Pour la première fois, des câpres surfines du Hermel, des lentilles et du hommos de Terbol, des tisanes et des plantes aromatiques de Bécharré, ou encore de l’huile d’olive de Kawzah sont commercialisés en France selon les normes du commerce équitable. La commanded’un montant de 75 000 dollars est le fruit d’une coopération nouvellement établie entre Artisanat Sel France et Fair Trade Lebanon. Fondée en janvier dernier, cette association implante au Liban un mouvement en pleine croissance dans les pays riches où la population demande de consommer “politiquement correct”.

L’objectif du commerce équitable est en effet de garantir une meilleure rémunération du producteur, généralement situé dans des régions en développement. Il n’existe pas de définition stricte du commerce équitable et la France, qui est l’un des premiers pays à avoir voulu normaliser le marché pour protéger le consommateur, s’est heurtée à la multiplicité des démarches adoptées par telle ou telle organisation. Les principales règles peuvent néanmoins se résumer en deux points : promouvoir davantage d’équité dans le commerce international et préserver les droits des agriculteurs et des producteurs marginalisés en leur assurant une meilleure intégration au marché local ou international.

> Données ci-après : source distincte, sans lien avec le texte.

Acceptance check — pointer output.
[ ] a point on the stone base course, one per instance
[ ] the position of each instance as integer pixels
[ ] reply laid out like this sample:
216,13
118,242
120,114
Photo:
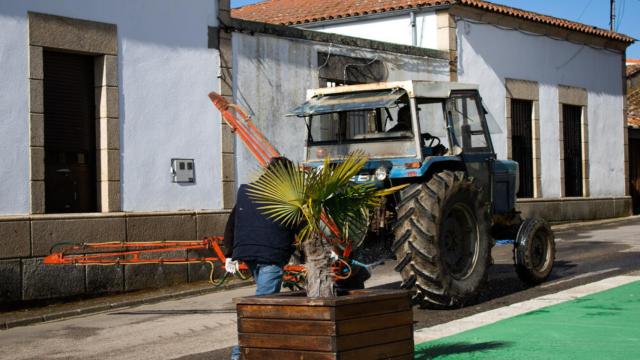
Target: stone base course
25,240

L’objectif est de sédentariser les habitants de ces régions défavorisées en leur offrant des opportunités de travail et donc de freiner les migrations internes. Il s’agit aussi d’assurer un développement économique plus équilibré et de contribuer par conséquent à la stabilité économique et politique des pays concernés. Concrètement, les organisations du commerce équitable achètent des productions à un prix supérieur de 20 % aux coûts de revient. Elles se chargent ensuite d’organiser des circuits de distribution qui justifient cette marge auprès des consommateurs.

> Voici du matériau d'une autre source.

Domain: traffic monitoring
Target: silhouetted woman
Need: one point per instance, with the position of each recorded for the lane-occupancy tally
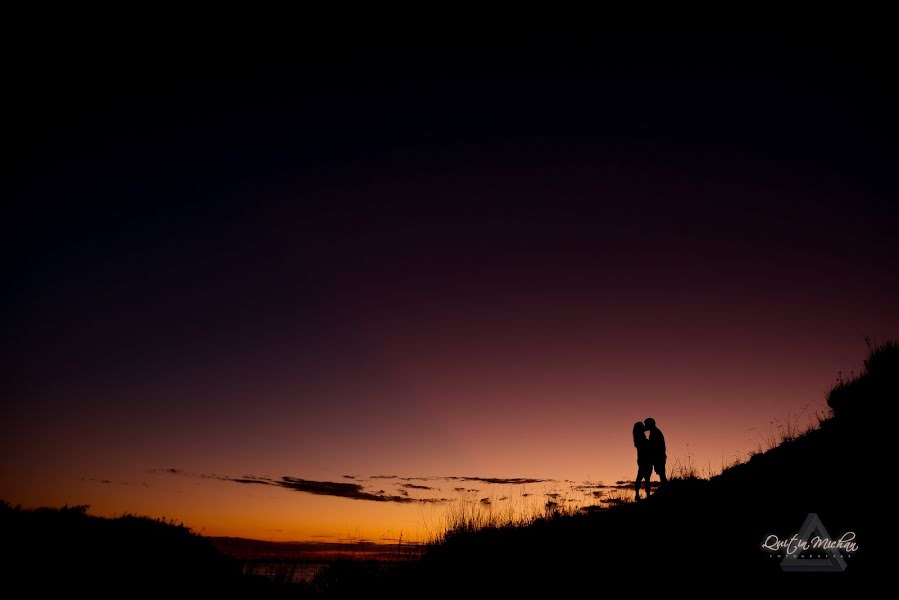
(644, 458)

Fair Trade Lebanon, qui travaille étroitement avec l’organisation Saint-Vincent-de-Paul-Liban, est financée par des fonds privés. Son budget pour cette année est de 42 000 dollars. Les cinq membres de l’association, Philippe Adaimy, Johanne Karkour, Gabriel Debbané, Samir Abdel Malak et Jad Bitar, veulent contribuer à la promotion des régions déshéritées du Liban, non pas à travers une logique d’assistance, mais grâce au commerce, l’instauration d’un cycle économique viable étant plus durable qu’une aide humanitaire limitée dans sa portée. Leurs cibles sont des populations pauvres dont le potentiel agricole ou agroalimentaire est sous-exploité, notamment dans le sud du pays (Bent Jbeil, Aïn Ebel…) et la Békaa.

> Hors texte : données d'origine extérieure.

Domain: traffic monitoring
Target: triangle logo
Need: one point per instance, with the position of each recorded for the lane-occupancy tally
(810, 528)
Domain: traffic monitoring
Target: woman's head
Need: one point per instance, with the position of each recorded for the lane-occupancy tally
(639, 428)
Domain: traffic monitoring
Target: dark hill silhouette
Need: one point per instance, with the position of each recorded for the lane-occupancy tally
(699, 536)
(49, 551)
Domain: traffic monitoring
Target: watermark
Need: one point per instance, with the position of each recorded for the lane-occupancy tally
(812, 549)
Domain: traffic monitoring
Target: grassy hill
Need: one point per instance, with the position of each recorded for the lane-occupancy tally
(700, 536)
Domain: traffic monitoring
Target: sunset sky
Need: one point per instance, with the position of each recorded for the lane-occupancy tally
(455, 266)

Fair Trade Lebanon a mis en place un processus de travail qui s’occupe de tous les détails, de la production à la commercialisation des produits. La première étape a été de sélectionner
des villages en fonction du niveau de pauvreté, de la qualité des productions et de l’originalité des savoir-faire. Elle a favorisé des unités de production déjà en place (bénéficiant de l’aide d’ONG locales ou étrangères) et des agriculteurs acceptant de jouer le jeu de la transparence. La deuxième étape a consisté à mettre en place un système de contrôle de la qualité et d’assistance technique. Enfin, la commercialisation en France s’est faite à travers un partenariat avec Artisanat Sel, une ONG française qui opère depuis plus de vingt ans dans les pays du Sud.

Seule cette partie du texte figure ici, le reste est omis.